Bleiben Sie Ihrem Detektiv Georg Wilsberg damit auch treu, indem Sie weiter Drehbücher schreiben?
Also ich bin ja jetzt im Rentenalter. Ich plane nicht mehr so langfristig, ich arbeite weiterhin, ich gehe nicht nur in den Park, um Tauben zu füttern, sondern arbeite schon noch. Im Moment schreibe ich ein Sachbuch, keinen Roman, da geht es um eine deutsche Arktis-Expedition im Jahre 1912, also etwas ganz anderes. Ich würde jetzt nicht sagen, dass ich kein Drehbuch mehr schreibe. Es kommt auf die Angebote an und darauf, ob ich Lust habe oder nicht.
Wenn man Sie bitten würde, das letzte Wilsberg-Drehbuch zu schreiben, wie könnte diese Geschichte aussehen?

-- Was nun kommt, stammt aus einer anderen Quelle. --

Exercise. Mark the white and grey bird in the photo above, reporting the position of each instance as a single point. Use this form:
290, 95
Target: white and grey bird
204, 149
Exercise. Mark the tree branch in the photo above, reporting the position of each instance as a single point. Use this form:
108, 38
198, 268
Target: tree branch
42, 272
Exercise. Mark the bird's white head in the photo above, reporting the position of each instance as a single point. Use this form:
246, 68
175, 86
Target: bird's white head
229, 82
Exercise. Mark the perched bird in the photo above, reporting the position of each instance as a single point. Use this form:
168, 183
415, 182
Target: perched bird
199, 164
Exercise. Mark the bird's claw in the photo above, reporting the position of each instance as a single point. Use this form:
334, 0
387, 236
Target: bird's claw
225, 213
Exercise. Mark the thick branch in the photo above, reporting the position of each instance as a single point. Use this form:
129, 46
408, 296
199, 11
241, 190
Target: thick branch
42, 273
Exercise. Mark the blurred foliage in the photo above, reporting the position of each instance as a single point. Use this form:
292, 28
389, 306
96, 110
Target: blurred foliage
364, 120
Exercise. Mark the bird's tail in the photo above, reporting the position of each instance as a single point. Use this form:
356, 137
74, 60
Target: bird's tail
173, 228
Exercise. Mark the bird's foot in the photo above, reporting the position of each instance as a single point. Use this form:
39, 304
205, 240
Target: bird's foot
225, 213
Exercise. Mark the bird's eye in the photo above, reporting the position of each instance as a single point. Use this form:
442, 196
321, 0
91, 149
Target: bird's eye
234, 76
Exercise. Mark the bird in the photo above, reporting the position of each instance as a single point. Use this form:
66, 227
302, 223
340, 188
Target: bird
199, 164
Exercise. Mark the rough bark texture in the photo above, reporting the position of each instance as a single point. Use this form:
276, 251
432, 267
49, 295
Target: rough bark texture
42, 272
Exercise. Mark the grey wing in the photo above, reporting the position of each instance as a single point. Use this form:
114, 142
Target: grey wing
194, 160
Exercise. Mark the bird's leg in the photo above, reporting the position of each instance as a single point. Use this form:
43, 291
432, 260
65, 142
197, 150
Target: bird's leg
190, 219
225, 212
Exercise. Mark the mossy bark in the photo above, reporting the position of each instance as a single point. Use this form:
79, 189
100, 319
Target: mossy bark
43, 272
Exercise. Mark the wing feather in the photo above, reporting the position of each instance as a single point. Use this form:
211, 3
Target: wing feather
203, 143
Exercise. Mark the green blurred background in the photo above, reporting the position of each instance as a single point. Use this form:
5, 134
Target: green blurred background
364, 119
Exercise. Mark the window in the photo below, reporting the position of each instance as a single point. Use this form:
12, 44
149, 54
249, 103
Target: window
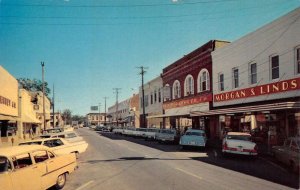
235, 77
176, 90
221, 82
159, 95
40, 156
189, 85
275, 67
203, 81
22, 161
298, 60
253, 73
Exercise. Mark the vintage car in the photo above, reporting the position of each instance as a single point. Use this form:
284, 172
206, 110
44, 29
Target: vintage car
289, 153
60, 146
69, 136
167, 135
193, 137
34, 167
239, 143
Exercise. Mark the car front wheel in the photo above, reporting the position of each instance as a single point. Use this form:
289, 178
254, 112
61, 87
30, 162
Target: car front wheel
61, 181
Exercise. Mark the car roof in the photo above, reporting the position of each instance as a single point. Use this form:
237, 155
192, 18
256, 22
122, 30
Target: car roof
238, 133
15, 150
195, 130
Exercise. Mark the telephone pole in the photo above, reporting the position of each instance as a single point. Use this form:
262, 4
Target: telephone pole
116, 91
43, 80
105, 110
143, 93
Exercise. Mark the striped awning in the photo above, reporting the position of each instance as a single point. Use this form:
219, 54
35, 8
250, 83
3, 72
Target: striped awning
245, 109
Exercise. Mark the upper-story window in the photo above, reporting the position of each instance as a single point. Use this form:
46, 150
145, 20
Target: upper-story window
252, 73
176, 89
298, 60
235, 77
274, 67
221, 82
189, 85
159, 95
203, 81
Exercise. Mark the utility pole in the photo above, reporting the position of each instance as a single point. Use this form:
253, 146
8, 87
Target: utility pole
143, 93
43, 79
99, 114
105, 110
53, 112
116, 91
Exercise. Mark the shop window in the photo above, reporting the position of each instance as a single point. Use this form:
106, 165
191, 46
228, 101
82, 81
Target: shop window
274, 67
189, 85
235, 77
253, 73
176, 90
203, 81
221, 82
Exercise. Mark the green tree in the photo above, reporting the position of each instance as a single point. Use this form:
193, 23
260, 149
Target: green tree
34, 85
67, 116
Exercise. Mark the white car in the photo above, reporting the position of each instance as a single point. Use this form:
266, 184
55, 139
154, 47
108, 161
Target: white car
194, 138
239, 143
59, 145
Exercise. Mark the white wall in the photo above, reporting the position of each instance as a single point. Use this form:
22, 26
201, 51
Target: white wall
279, 37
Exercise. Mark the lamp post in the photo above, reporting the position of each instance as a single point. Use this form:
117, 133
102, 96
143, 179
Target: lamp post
43, 80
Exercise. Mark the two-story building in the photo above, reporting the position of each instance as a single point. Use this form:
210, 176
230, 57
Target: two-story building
256, 82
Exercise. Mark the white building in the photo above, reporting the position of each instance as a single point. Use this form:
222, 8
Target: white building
256, 81
153, 102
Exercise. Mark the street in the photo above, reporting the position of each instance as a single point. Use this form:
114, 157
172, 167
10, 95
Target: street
118, 162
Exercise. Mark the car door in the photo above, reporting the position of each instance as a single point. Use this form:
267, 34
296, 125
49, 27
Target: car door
24, 172
40, 157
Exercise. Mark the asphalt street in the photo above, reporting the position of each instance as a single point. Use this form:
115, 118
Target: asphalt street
117, 162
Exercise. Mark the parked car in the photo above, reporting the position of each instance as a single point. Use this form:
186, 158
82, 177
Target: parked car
69, 136
239, 143
193, 137
167, 135
289, 153
34, 167
60, 146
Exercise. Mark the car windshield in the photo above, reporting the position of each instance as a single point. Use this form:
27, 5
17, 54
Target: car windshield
193, 133
239, 137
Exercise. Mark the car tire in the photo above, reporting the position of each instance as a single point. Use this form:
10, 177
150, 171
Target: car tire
61, 181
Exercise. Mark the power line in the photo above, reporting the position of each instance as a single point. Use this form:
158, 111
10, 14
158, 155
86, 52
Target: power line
67, 5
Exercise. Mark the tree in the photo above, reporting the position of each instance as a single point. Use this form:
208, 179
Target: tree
34, 85
67, 115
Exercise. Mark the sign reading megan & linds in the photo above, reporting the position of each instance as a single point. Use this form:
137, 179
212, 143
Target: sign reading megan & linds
277, 87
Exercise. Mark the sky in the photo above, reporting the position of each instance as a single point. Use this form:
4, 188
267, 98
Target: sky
90, 47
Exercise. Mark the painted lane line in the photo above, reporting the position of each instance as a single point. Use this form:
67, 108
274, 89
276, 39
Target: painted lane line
85, 185
189, 173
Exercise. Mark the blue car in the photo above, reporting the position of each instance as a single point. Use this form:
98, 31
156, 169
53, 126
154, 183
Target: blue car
193, 137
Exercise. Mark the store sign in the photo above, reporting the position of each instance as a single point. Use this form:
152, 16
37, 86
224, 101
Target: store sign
281, 86
186, 102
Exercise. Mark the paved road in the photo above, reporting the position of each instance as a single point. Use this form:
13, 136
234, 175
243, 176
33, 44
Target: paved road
117, 162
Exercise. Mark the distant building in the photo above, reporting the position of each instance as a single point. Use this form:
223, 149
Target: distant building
153, 103
95, 119
58, 120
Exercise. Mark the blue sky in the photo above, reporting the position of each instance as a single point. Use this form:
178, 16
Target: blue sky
92, 46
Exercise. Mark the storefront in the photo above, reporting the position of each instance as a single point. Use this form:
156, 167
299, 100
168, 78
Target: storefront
8, 106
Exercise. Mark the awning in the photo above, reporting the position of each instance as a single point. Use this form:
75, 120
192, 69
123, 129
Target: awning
245, 109
8, 118
29, 119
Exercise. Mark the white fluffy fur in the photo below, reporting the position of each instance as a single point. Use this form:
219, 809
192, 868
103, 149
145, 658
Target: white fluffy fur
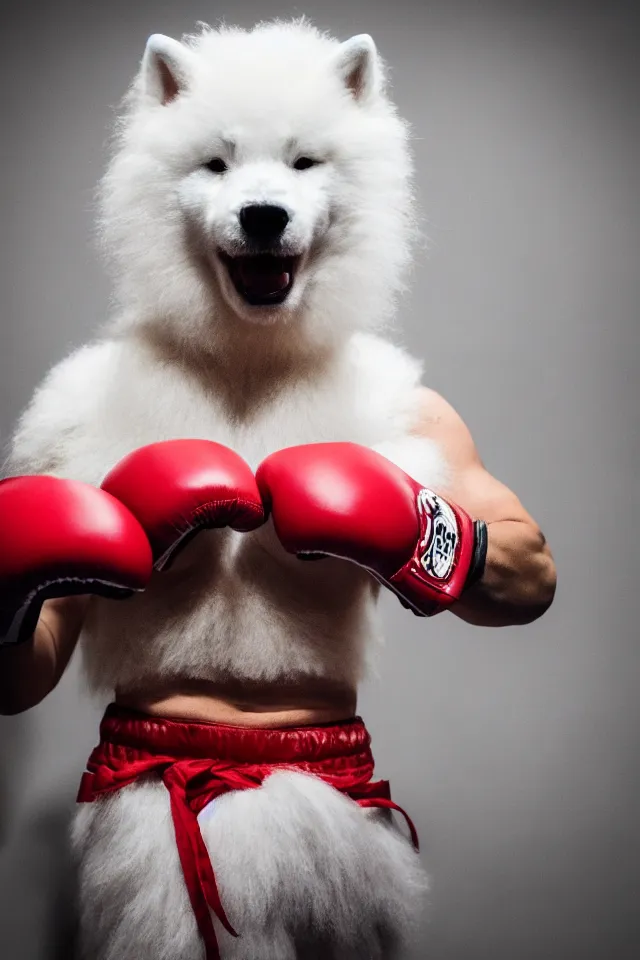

Da habe ich mir ehrlich gesagt noch keine Gedanken drüber gemacht, weil mich auch noch niemand gefragt hat. Es kann natürlich morgen sein, dass es zu Ende ist, das hängt von vielen Faktoren ab. Leonard Lansink hat ja immer gesagt, dass es 100 Folgen werden sollen, zuletzt habe ich irgendwo gelesen, dass er gesagt hat, dass 111 auch eine schöne Zahl sei [lacht]. Ich glaube, er will das Ende so lange wie möglich hinauszögern, wofür ich ja auch bin, ich verdiene schließlich noch immer dran. Trotzdem würde es mich schon reizen, die letzte Folge zu schreiben. Eine konkrete Geschichte habe ich mir noch nicht überlegt, aber das wäre, glaube ich, nicht so schwierig, ich habe ja den Roman-Wilsberg auch schon in Rente geschickt. Schimanski ist zum Abschied mit einem Drachenflieger über Duisburg geflogen. Das können wir wohl nicht machen, ich schätze, das macht Leonard Lansink nicht mit. Aber da würde ich mir schon was einfallen lassen, da bin ich mir sicher.